I like tacos. I'm not really exclusive - black bean, chicken, barbecoa, carnitas (have you tried these pork tinga tacos?). We even tried lentil tacos recently. So when I saw a recipe for chickpea tacos, I was intrigued. And, to be honest, I might have been a little excited to find yet another vehicle for guacamole and pico de gallo.
But regardless of how tasty the guacamole, pico de gallo and nonfat yogurt were on top of the tacos, these chickpeas had a surprising amount of flavor! They're marinated in a chili powder/cumin/lime concoction and then cooked in the oven. They ended up having a ton of flavor (I loved the marinade) and I really liked the texture - soft but still have a bit of chew to them. They are incredibly simple to throw together, although they do need about 30 minutes to marinate and 20-30 minutes to cook.

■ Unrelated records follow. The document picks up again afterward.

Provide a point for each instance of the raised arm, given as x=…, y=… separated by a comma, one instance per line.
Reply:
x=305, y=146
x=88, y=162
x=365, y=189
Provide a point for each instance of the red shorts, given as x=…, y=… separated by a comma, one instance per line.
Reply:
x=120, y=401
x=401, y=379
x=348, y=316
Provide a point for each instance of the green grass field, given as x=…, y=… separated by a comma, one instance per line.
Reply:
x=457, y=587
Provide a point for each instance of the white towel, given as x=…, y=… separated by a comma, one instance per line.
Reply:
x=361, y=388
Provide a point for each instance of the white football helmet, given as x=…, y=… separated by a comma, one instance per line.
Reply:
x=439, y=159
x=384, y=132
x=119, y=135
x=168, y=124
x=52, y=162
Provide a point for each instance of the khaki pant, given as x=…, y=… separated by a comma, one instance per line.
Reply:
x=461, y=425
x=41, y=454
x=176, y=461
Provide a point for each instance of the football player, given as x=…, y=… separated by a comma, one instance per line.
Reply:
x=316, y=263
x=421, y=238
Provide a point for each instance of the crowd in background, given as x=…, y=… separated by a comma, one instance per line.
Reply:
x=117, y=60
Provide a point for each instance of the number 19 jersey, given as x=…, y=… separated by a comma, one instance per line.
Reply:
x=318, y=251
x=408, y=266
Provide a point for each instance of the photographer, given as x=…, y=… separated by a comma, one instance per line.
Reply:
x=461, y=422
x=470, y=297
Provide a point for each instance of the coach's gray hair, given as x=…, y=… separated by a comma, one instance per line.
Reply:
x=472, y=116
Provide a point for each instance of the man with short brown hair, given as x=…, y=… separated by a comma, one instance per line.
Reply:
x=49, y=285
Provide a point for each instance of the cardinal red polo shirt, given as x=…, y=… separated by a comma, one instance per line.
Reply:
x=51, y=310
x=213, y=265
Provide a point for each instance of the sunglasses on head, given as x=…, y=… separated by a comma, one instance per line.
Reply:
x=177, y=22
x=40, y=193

We served these tacos with all the fixings (including homemade tortillas) and my husband's famous margaritas.They're a wonderful addition to our taco repertoire!
Taken from: Peas and Thank You
Makes 6-8 tacos
- 2 teaspoons chili powder
- 1 1/2 teaspoons ground cumin
- 1/4 teaspoon garlic powder
- 1/4 teaspoon onion powder
- 1/4 teaspoon dried oregano
- 1 teaspoon sea salt
- 1 tablespoon lime juice
- 2 tablespoons water
- One 14 oz. can of chickpeas, drained and rinsed (or approx. 1 1/2 cups of cooked chickpeas)
- 6-8 flour or corn tortillas
- Taco trimmings: shredded cabbage or lettuce, tomato, guacamole, salsa or pico de gallo, plain yogurt or sour cream, cheese, etc.
- Preheat oven to 375 degrees. In a large bowl, combine chili powder, garlic powder, onion powder, oregano, cumin, salt, lime juice and water.
- Add chickpeas and marinate for at least 30 minutes.
- Place chickpeas on a baking sheet that has been sprayed with cooking spray.
- Bake for 20-30 minutes, stirring once during cooking, until chickpeas are slightly crispy.
- Prepare taco shells according to package directions. Fill with chickpeas and desired toppings.